Giovanni Battista, figlio del fratello del F., Giovanni Antonio, è ricordato dal Soprani (1674, pp. 252 s.) fra gli allievi meno brillanti del F., tanto che, constatata l'impossibilità di farne un pittore di sicuro avvenire, questi lo rimandò a Sarzana "con una debita assignatione". L'unica opera riferibile, in via ipotetica, alla sua mano è il Miracolo della mula (1650) della chiesa di S. Francesco di Sarzana. Dice il Soprani che morì "pochi mesi doppo il zio" (p. 253), lasciando la moglie e due bambini.

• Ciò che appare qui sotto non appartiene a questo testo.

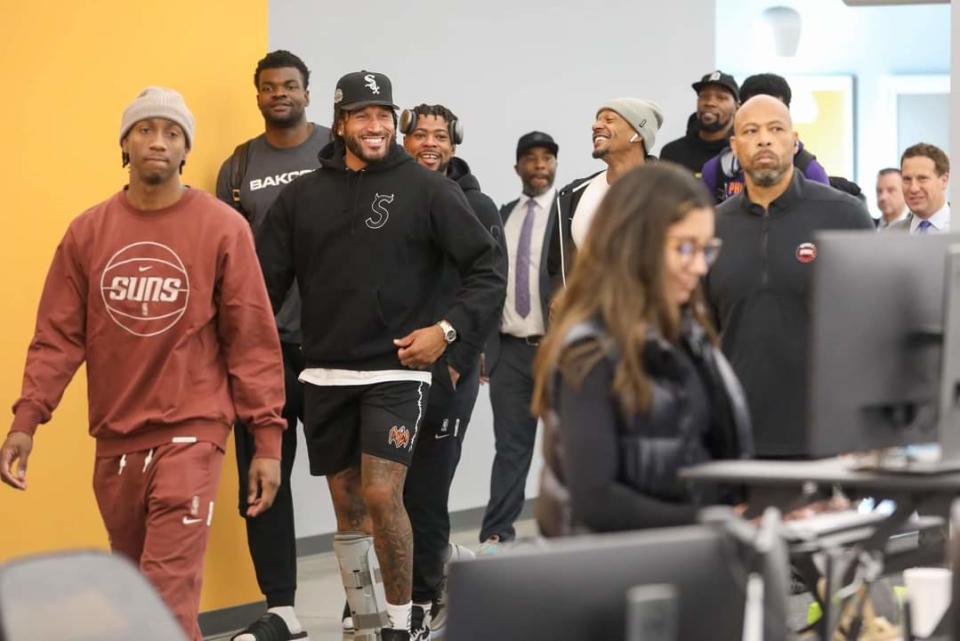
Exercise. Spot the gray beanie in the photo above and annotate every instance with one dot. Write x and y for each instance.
(644, 116)
(158, 102)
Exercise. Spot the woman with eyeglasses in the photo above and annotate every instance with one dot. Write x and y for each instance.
(629, 380)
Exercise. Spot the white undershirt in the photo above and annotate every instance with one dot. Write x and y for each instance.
(322, 376)
(587, 207)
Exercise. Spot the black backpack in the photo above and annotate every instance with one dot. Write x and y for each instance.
(238, 169)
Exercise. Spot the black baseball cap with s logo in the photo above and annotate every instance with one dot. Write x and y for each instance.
(363, 88)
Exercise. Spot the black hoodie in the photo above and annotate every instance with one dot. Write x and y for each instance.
(692, 151)
(366, 247)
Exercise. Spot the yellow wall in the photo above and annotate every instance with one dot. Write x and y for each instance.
(828, 134)
(69, 69)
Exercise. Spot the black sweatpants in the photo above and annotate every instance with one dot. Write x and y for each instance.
(271, 536)
(427, 490)
(515, 432)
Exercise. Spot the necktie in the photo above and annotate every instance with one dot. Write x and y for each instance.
(522, 268)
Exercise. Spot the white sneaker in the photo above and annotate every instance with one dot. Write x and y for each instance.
(438, 618)
(347, 619)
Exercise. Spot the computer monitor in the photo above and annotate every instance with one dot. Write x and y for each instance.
(877, 357)
(576, 589)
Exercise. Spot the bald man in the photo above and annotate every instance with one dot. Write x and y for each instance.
(758, 287)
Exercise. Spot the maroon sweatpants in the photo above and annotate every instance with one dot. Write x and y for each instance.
(157, 506)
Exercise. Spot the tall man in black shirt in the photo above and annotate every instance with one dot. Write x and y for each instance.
(759, 287)
(431, 134)
(365, 236)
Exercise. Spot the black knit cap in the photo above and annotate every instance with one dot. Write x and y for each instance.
(725, 80)
(536, 139)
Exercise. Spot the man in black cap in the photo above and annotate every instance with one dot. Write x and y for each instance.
(709, 129)
(528, 222)
(364, 236)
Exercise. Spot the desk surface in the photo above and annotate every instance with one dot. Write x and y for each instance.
(833, 470)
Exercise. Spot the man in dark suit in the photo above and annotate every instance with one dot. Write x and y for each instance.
(527, 222)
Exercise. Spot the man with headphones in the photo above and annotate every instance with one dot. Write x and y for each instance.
(431, 134)
(624, 132)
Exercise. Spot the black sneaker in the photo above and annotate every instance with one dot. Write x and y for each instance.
(419, 624)
(271, 627)
(438, 616)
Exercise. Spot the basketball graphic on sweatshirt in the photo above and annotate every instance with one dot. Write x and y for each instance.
(145, 288)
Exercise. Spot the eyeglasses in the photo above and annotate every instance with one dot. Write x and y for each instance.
(688, 248)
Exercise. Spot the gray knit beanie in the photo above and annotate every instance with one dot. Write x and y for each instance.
(644, 116)
(158, 102)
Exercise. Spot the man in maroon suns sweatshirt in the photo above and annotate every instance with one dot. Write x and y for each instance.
(159, 290)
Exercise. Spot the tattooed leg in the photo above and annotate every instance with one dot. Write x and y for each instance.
(346, 491)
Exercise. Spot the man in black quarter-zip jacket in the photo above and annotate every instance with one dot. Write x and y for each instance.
(759, 286)
(366, 236)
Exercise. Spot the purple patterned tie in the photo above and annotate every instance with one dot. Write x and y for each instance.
(522, 283)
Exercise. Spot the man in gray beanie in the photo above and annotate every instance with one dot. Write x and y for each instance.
(158, 289)
(624, 131)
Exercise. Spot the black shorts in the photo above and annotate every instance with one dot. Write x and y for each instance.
(341, 421)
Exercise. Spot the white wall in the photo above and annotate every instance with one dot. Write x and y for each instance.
(505, 67)
(870, 43)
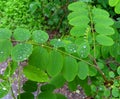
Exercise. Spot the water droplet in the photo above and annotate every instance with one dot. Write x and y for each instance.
(81, 55)
(78, 91)
(1, 52)
(4, 88)
(20, 57)
(74, 50)
(84, 46)
(59, 39)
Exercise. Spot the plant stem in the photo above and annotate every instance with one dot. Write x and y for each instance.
(92, 29)
(12, 93)
(19, 77)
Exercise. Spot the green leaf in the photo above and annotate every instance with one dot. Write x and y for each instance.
(35, 74)
(73, 85)
(21, 52)
(34, 6)
(21, 34)
(57, 43)
(111, 74)
(4, 88)
(104, 30)
(47, 88)
(82, 12)
(60, 96)
(11, 68)
(58, 81)
(117, 8)
(83, 70)
(107, 93)
(5, 33)
(92, 71)
(70, 69)
(5, 49)
(113, 3)
(103, 20)
(39, 36)
(71, 48)
(118, 70)
(76, 6)
(39, 57)
(105, 51)
(30, 86)
(115, 92)
(84, 50)
(78, 31)
(100, 12)
(54, 69)
(114, 53)
(77, 21)
(100, 64)
(104, 40)
(47, 95)
(24, 95)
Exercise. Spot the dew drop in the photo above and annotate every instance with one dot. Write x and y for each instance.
(20, 57)
(1, 52)
(81, 55)
(84, 46)
(74, 50)
(59, 39)
(4, 88)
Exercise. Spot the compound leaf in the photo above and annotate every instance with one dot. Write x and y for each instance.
(39, 36)
(4, 88)
(5, 49)
(21, 52)
(39, 58)
(83, 70)
(70, 69)
(117, 8)
(84, 50)
(112, 3)
(52, 68)
(35, 74)
(104, 40)
(5, 33)
(21, 34)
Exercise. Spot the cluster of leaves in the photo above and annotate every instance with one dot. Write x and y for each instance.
(33, 15)
(88, 57)
(54, 13)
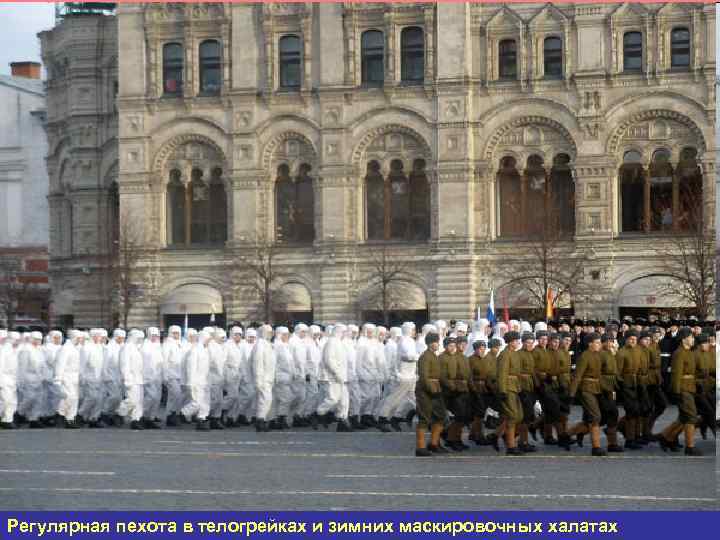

Fonti e Bibl.: R. Soprani, Le vite de' pittori, scoltori, et architetti genovesi..., Genova 1674, pp. 245-253; Id.-C. G. Ratti, Vite de' pittori, scultori ed architetti genovesi..., I, Genova 1768, pp. 224-239; A. Neri, Un quadro affatto ignoto di D. F., Sarzana 1876; G. Sforza, Il pittore sarzanese D. F. detto il Sarzana e la famiglia Cybo, in Giornale ligustico di archeologia, storia e belle arti, XXI (1896), pp. 415-428; R. Longhi, Ultimi studi sul Caravaggio e la sua cerchia, in Proporzioni, I (1943), pp. 31, 53 nn. 67 s.; V. Belloni, Pittura genovese del Seicento. Dal manierismo al barocco, Genova 1969, pp. 181-207; Pittori genovesi a Genova nel '600 e '700 (catal.), a cura di C. Marcenaro, Milano 1969, nn. 14-18; L. Alfonso, F. D., detto il Sarzana, in La Berio, gennaio-aprile 1971, pp. 38-44; P. Donati, D. F. "il Sarzana", Genova 1974; F. Bologna, in F. Bologna-V. Pacelli, Caravaggio, 1610: la "Sant'Orsola confitta dal tiranno" per Marcantonio Doria, in Prospettiva, 1980, 23, pp. 38-44; G. V. Castelnovi, La prima metà del Seicento: dall'Ansaldo a Orazio de' Ferrari, in La pittura a Genova e in Liguria, II, a cura di F. Boggero - F. Simonetti, Genova 1987, pp. 70-80 e ad Indicem; L. Magnani, Novus orbis emergat: iconografie colombiane per un arco trionfale, in Columbeis, III (1988), pp. 203-214; S. Marinelli, Mecenatismo e pittura nella Mantova dei Gonzaga Nevers, in Paragone, XXXIX (1988), 459-463, pp. 82 s.; Disegni genovesi dal XVI al XVIII secolo (catal.), a cura di M. Newcome Schleier, Firenze 1989, pp. 83-90; V. Belloni, D. F. (1589-1669) nel quarto centenario dalla nascita, in La storia dei Genovesi. Atti del Convegno di studi sui ceti dirigenti nelle istituzioni della Repubblica di Genova (1989), Genova 1990, pp. 139-154; D. F. (catal.), a cura di P. Donati, Genova 1990; G. Papi, Tre dipinti della fase giovanile di D. F., in Arte cristiana, 750, maggio-giugno 1992, pp. 199-208; A. Dagnino, in Genova nell'età barocca (catal., Genova), a cura di E. Gavazza - G. Rotondi Terminiello, Bologna 1992, pp. 183-186; Kunst in der Republik Genua, 1528-1815 (catal.), a cura di M. Newcome Sehleier, Frankfurt a.M. 1992, pp. 111 ss.; A. Drigo, Due tele del primo Seicento romano in una collezione triestina, in Arte in Friuli-Arte a Trieste, 1993, 12-13, pp. 143-148; P. Donati, Le storie di Ester, in Palazzo Lomellini Patrone, Genova 1995, pp. 46-99; U. Thieme-F. Becker, Künstlerlexikon, XI, pp. 527 s.